Like before, we call `fit()` to start the SageMaker training job and pass the inputs in a dictionary to define different data channels for training. This time, we use the S3 URI from uploading our data.

In [None]:
inputs = {
 'train': '{}/train'.format(dataset_uri),
 'validation': '{}/validation'.format(dataset_uri),
 'eval': '{}/eval'.format(dataset_uri),
}

estimator.fit(inputs)

# Managed Spot Training with a TensorFlow Estimator

For Managed Spot Training using a TensorFlow Estimator we need to configure two things:
1. Enable the `use_spot_instances` constructor arg - a simple self-explanatory boolean.
2. Set the `max_wait` constructor arg - this is an int arg representing the amount of time you are willing to wait for Spot infrastructure to become available. Some instance types are harder to get at Spot prices and you may have to wait longer. You are not charged for time spent waiting for Spot infrastructure to become available, you're only charged for actual compute time spent once Spot instances have been successfully procured.

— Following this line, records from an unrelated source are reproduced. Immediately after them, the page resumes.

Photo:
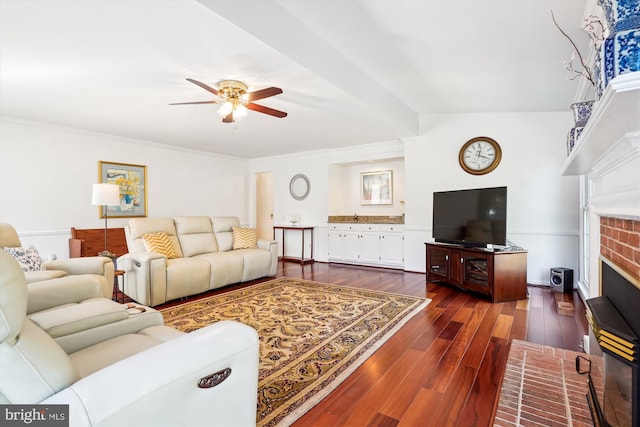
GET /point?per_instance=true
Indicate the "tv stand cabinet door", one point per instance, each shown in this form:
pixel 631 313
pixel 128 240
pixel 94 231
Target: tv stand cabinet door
pixel 438 263
pixel 477 272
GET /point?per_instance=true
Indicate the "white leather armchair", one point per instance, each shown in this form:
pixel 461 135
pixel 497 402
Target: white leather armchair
pixel 157 377
pixel 63 281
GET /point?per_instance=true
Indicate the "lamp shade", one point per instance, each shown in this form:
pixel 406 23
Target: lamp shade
pixel 105 194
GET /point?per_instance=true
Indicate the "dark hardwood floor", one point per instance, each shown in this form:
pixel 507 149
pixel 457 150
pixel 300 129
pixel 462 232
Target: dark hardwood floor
pixel 445 366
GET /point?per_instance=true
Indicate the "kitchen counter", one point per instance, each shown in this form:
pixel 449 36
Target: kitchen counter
pixel 367 219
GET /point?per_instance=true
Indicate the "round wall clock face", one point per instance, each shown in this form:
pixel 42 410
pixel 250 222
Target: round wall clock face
pixel 480 155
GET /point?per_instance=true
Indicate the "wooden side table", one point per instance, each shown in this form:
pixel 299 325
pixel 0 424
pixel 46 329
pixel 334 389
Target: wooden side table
pixel 116 288
pixel 302 229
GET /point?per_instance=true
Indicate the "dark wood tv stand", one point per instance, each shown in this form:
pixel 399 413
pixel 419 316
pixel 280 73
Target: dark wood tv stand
pixel 501 275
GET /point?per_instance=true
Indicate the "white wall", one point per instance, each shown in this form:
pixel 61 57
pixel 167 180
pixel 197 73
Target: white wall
pixel 313 210
pixel 47 172
pixel 543 206
pixel 46 175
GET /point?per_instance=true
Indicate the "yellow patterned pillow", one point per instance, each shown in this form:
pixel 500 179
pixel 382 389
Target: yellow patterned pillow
pixel 159 242
pixel 244 238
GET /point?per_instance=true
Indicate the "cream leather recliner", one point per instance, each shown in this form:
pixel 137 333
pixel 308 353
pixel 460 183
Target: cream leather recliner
pixel 157 377
pixel 63 281
pixel 205 258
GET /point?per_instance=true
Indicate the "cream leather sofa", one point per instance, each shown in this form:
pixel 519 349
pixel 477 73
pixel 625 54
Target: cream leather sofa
pixel 155 377
pixel 63 281
pixel 205 258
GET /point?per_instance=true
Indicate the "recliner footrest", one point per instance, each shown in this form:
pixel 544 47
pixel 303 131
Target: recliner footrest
pixel 79 317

Normally, a third requirement would also be necessary here - modifying your code to ensure a regular checkpointing cadence - however, TensorFlow Estimators already do this, so no changes are necessary here. Checkpointing is highly recommended for Manage Spot Training jobs due to the fact that Spot instances can be interrupted with short notice and using checkpoints to resume from the last interruption ensures you don't lose any progress made before the interruption.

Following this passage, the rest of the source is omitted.